The Internet has been alive with chatter recently about the question of whether Donald Trump will, as a U.S. presidential candidate, be a strong supporter of Israel. Also circulating is the question of whether he is anti-Semitic, given his tendencies to denounce nationalities and cultures that aren’t his own. Proponents of the world’s most famous real-estate magnate note that his daughter Ivanka married a Jewish man and converted to Judaism, so papa Trump couldn’t possibly hate members of the tribe.

Unfortunately, that kind of thinking is specious and problematic. There’s no reason why The Donald can’t be anti-Semitic, even if his own daughter considers herself Jewish. And I’ll explain why.

There’s an old excuse that bigots use to defend themselves from being accused of prejudice that goes something like this: “I’m not racist; one of my best friends is black” or “I’m not homophobic; my uncle is gay.” Friendships and family ties have nothing whatsoever to do with ideological leanings; an individual can hate what another close to him or her represents, even though he or she doesn’t hate the person. Plenty of mothers- and fathers-in-law despise their children’s spouses, as well as what they stand for … and vice versa. For a fictitious example, one need only look at the popular U.S. TV series All in the Family to observe that. For a real-life example, one need only scrutinize any one unit in America—or, for that matter, anywhere else in the world—for evidence.

Happily, I love my in-laws. I have no idea if Donald Trump does. What I do know, however, is that he made disparaging public statements about Mexicans, and that leads me to believe that he could do the same for other races and religions, too. Bigots generally don’t just hate one group of people. They’re often all-encompassing; there are many cultures they dislike. And of course, their prejudice is irrational, spurred by ignorance. They may say absurd things such as “I know some Jews who are very good people”—which is akin to a comment Trump made about Mexicans. But this is, as Admiral Ackbar exclaims in the classic Star Wars film Return of the Jedi, “a trap.” It’s a comment made to placate folks who are easily swayed by kind words. It’s not the truth.

Trump’s perceived “neutral” stance on Israel may be perplexing to proponents of the Jewish state such as me, but the possibility of his anti-Semitism is alarming. This is an individual who is extremely media-savvy, who has been in the spotlight for decades in my home town of New York, who seems to believe in the adage “there’s no such thing as bad publicity.” He knows exactly what he’s doing, and that makes him all the more frightening.
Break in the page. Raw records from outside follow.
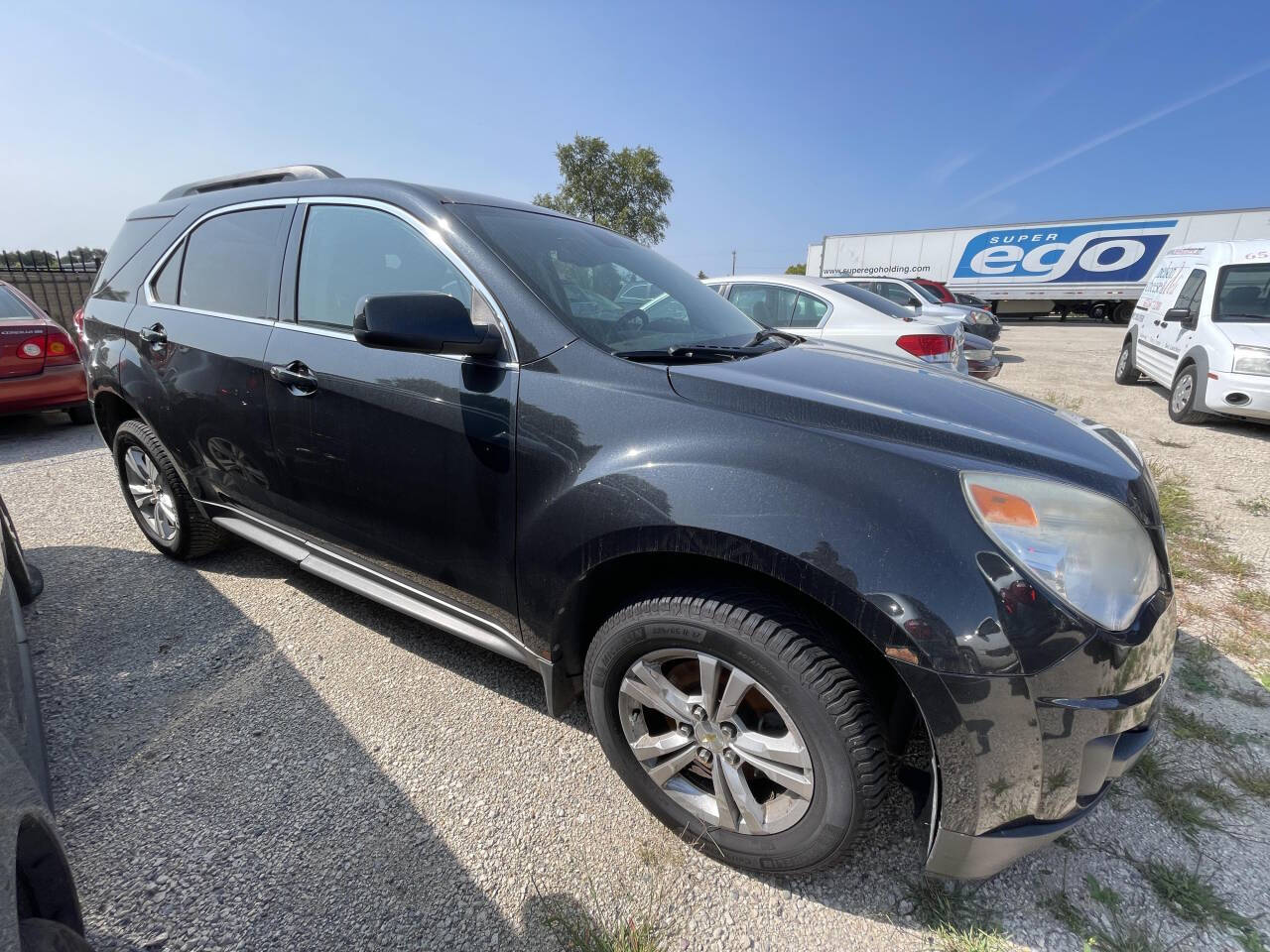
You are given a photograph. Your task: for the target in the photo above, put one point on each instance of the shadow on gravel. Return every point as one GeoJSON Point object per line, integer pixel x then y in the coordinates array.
{"type": "Point", "coordinates": [45, 436]}
{"type": "Point", "coordinates": [209, 797]}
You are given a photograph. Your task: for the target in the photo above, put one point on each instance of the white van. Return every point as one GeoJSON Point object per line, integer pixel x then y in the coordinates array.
{"type": "Point", "coordinates": [1202, 327]}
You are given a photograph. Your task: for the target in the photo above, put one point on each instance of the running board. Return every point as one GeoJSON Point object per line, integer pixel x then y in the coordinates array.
{"type": "Point", "coordinates": [390, 594]}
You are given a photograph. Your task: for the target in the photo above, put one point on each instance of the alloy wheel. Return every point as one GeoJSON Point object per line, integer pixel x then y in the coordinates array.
{"type": "Point", "coordinates": [716, 742]}
{"type": "Point", "coordinates": [150, 497]}
{"type": "Point", "coordinates": [1182, 393]}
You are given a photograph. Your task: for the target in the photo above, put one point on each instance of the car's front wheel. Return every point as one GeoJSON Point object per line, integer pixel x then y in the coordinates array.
{"type": "Point", "coordinates": [731, 722]}
{"type": "Point", "coordinates": [157, 497]}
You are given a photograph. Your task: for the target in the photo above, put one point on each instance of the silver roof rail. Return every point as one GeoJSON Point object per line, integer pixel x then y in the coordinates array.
{"type": "Point", "coordinates": [261, 177]}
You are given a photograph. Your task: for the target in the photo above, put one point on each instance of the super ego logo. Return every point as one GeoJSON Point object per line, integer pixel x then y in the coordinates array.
{"type": "Point", "coordinates": [1075, 253]}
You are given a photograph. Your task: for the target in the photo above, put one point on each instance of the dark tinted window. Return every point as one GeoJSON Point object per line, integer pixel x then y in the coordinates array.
{"type": "Point", "coordinates": [349, 253]}
{"type": "Point", "coordinates": [810, 311]}
{"type": "Point", "coordinates": [767, 303]}
{"type": "Point", "coordinates": [230, 263]}
{"type": "Point", "coordinates": [169, 276]}
{"type": "Point", "coordinates": [1243, 294]}
{"type": "Point", "coordinates": [12, 308]}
The fact is, the general public may never know what goes on in his head, because he’s so attuned to saying out loud what the media wants to hear. Does he really believe all the offensive nonsense he broadcasts, or is he just using Americans by appealing to lowest-common-denominator sensibilities?

I’ll tell you one thing: I’m not interested in finding out.
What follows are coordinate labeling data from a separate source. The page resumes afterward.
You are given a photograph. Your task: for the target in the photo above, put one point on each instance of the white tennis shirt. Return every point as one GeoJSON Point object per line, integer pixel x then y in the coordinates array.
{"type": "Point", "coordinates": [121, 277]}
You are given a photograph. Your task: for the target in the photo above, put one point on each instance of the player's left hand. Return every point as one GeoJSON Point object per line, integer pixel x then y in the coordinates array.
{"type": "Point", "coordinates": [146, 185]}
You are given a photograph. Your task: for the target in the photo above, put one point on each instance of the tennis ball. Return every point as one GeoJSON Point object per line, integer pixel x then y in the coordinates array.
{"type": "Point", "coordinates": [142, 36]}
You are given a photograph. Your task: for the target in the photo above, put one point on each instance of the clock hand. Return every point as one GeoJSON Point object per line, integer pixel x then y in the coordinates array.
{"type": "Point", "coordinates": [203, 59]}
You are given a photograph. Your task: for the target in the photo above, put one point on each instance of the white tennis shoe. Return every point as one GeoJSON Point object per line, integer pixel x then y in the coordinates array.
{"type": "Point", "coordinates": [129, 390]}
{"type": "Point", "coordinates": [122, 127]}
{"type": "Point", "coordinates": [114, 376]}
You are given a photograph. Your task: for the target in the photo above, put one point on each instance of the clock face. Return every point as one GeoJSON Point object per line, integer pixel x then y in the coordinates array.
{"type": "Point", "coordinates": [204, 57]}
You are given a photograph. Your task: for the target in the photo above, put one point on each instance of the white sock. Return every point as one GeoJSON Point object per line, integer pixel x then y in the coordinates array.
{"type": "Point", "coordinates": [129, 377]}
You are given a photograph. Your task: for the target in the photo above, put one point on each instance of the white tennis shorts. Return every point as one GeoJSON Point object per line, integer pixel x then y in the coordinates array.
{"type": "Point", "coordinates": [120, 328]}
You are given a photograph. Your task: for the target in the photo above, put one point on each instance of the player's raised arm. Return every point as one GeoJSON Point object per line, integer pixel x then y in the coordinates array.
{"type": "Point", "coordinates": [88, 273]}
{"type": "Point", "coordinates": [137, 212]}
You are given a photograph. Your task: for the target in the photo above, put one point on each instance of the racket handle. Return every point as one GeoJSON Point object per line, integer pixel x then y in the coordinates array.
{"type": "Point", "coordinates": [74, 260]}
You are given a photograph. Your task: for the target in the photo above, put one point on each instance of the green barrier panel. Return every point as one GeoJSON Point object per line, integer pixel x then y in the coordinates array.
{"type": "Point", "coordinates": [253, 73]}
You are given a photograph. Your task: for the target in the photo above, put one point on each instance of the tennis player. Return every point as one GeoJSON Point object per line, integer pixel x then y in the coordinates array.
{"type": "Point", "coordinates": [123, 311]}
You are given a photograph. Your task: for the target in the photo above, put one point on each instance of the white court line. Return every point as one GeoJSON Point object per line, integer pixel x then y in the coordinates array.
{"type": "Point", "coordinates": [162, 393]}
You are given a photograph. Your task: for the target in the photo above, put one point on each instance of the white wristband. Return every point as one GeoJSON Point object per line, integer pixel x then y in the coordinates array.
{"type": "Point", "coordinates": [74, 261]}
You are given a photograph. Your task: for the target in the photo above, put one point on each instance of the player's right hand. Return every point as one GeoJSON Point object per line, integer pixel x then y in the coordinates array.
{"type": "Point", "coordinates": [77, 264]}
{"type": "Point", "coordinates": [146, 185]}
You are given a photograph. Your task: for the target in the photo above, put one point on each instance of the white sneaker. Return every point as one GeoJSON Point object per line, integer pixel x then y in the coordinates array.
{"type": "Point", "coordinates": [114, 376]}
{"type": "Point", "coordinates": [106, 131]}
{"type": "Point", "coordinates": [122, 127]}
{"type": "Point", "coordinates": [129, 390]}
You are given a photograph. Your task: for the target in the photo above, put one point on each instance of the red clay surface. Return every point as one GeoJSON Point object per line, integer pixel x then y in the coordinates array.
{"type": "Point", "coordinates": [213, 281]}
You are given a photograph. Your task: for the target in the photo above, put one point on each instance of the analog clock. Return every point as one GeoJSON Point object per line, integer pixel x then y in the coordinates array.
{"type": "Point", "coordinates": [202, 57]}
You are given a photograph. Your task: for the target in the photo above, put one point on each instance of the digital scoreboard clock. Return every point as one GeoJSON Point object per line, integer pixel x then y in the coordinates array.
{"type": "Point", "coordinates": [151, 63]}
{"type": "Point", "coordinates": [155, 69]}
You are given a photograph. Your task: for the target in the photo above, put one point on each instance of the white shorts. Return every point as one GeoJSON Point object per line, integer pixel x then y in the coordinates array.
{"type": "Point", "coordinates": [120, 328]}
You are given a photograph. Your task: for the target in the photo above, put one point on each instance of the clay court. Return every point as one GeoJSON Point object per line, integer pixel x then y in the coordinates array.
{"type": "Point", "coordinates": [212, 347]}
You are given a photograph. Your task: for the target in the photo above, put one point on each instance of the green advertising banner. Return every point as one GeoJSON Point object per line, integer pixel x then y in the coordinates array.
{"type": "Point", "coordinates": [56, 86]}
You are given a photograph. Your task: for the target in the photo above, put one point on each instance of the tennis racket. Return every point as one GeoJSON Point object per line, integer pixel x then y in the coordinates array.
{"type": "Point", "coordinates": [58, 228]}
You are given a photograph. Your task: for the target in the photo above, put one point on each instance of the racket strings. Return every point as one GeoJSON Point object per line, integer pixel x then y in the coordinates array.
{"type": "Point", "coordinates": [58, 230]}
I didn’t vote in the last U.S. presidential election, for various reasons. I will in this one, though. Because I’m concerned that a fellow New Yorker might win and make bigotry the norm in America, rather than the antithesis of all that the country stands for. I know we’re better than that. I know we can, as Obi-Wan Kenobi says in the original Star Wars, “do what [we] feel is right.”

If only the Force could play a part in making that happen.